Depth is the longest path distance from any root to a node. Roots have depth 0:

        flowchart TD
    root["root (depth 0)"] --> a1["a1 (depth 1)"] & a2["a2 (depth 1)"] & a3["a3 (depth 1)"]
    a1 --> b1["b1 (depth 2)"] & b2["b2 (depth 2)"]
    a2 --> b2
    a3 --> b3["b3 (depth 2)"] & b4["b4 (depth 2)"]
    b3 --> c1["c1 (depth 3)"] & c2["c2 (depth 3)"]
    b4 --> c1
    
ancestors_with_depth(self, **kwargs)

Returns a list of (ancestor_node, depth) tuples, where depth is the longest path distance from the ancestor to this node. Supports filter kwargs: disallowed_nodes_queryset, allowed_nodes_queryset, disallowed_edges_queryset, allowed_edges_queryset, limiting_edges_set_fk.

descendants_with_depth(self, **kwargs)

Returns a list of (descendant_node, depth) tuples, where depth is the longest path distance from this node to the descendant. Supports the same filter kwargs as ancestors_with_depth().

topological_descendants(self, **kwargs)

Returns a QuerySet of self followed by all descendants in topological order.

Lowest Common Ancestor

lowest_common_ancestors(self, other, **kwargs)

Returns a QuerySet of the lowest common ancestor(s) between this node and other. DAGs can have multiple LCAs.

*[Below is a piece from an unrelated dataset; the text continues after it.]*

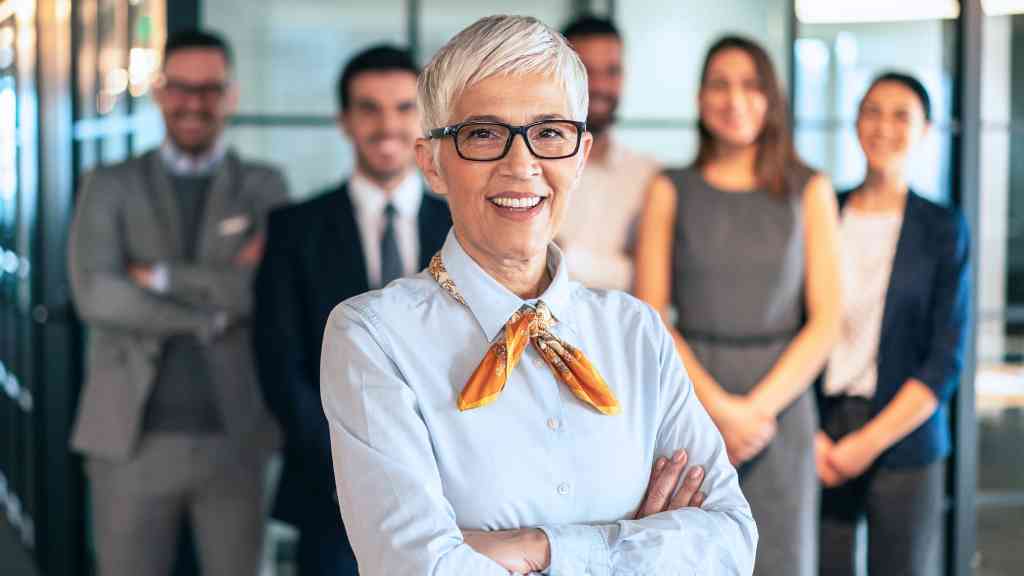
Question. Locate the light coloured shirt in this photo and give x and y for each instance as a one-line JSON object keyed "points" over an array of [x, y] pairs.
{"points": [[412, 470], [370, 201], [179, 163], [598, 234], [867, 247]]}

Returns empty QuerySet if nodes are disconnected.

b1.lowest_common_ancestors(b3) returns root (orange) - the deepest node that is an ancestor of both b1 and b3 (blue):

        flowchart TD
    root --> a1 & a2 & a3
    a1 --> b1 & b2
    a2 --> b2
    a3 --> b3 & b4
    b3 --> c1 & c2
    b4 --> c1
    style b1 fill:#2196F3,color:#fff
    style b3 fill:#2196F3,color:#fff
    style root fill:#FF9800,color:#fff
    

Unlike trees, DAGs can have multiple LCAs. Here, m and n (blue) share two LCAs: p1 and p2 (orange), because neither is an ancestor of the other:

        flowchart TD
    p1 --> m & n
    p2 --> m & n
    style m fill:#2196F3,color:#fff
    style n fill:#2196F3,color:#fff
    style p1 fill:#FF9800,color:#fff
    style p2 fill:#FF9800,color:#fff
    

Graph Hashing

Requires NetworkX. See Exporting and Transforming Graphs for background.

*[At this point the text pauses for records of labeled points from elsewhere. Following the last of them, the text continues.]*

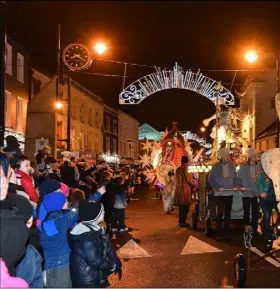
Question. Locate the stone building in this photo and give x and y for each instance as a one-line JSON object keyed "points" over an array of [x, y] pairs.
{"points": [[46, 122], [110, 131], [257, 105], [17, 91], [128, 138]]}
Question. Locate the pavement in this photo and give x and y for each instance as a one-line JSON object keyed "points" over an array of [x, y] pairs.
{"points": [[156, 253]]}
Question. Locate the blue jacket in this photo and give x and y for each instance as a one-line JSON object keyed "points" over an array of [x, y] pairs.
{"points": [[265, 185], [92, 259], [217, 180], [247, 182], [30, 268], [55, 247], [120, 200]]}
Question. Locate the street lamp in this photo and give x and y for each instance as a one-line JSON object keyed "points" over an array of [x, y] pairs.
{"points": [[251, 56], [58, 105], [100, 48]]}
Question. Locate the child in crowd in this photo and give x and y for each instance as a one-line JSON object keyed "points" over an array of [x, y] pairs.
{"points": [[54, 219], [119, 207], [75, 197], [26, 185], [92, 258]]}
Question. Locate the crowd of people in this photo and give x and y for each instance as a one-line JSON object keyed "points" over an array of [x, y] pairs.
{"points": [[57, 220], [224, 181]]}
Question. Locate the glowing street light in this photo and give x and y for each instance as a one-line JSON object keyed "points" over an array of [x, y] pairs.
{"points": [[100, 48], [58, 105], [251, 56]]}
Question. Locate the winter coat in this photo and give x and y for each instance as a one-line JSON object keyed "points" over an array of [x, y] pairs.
{"points": [[13, 238], [8, 281], [26, 186], [183, 187], [247, 181], [218, 179], [265, 185], [69, 175], [120, 199], [91, 259], [55, 247], [30, 268]]}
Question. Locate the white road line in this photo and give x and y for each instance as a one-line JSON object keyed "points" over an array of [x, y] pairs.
{"points": [[268, 259]]}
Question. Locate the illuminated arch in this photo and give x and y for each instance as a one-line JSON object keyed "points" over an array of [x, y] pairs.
{"points": [[164, 79]]}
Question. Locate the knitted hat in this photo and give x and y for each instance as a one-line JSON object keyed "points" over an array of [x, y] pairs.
{"points": [[94, 197], [224, 152], [20, 205], [51, 202], [54, 201], [64, 189], [49, 186], [90, 211], [251, 152]]}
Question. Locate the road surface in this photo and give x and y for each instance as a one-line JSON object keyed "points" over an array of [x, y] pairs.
{"points": [[157, 253]]}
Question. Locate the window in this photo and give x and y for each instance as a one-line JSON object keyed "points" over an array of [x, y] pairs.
{"points": [[81, 140], [114, 146], [107, 144], [96, 119], [7, 111], [73, 109], [19, 114], [9, 59], [115, 128], [107, 127], [20, 68], [90, 117], [82, 113]]}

graph_hash(self, scope=“connected”, **kwargs)

Returns a Weisfeiler-Lehman graph hash string. Scope options: "connected", "descendants", "ancestors", "clan".

subgraph_hashes(self, scope=“connected”, **kwargs)

Returns a dict of {node_pk: [hash_str, ...]} for WL subgraph hashes. Requires NetworkX >= 3.3.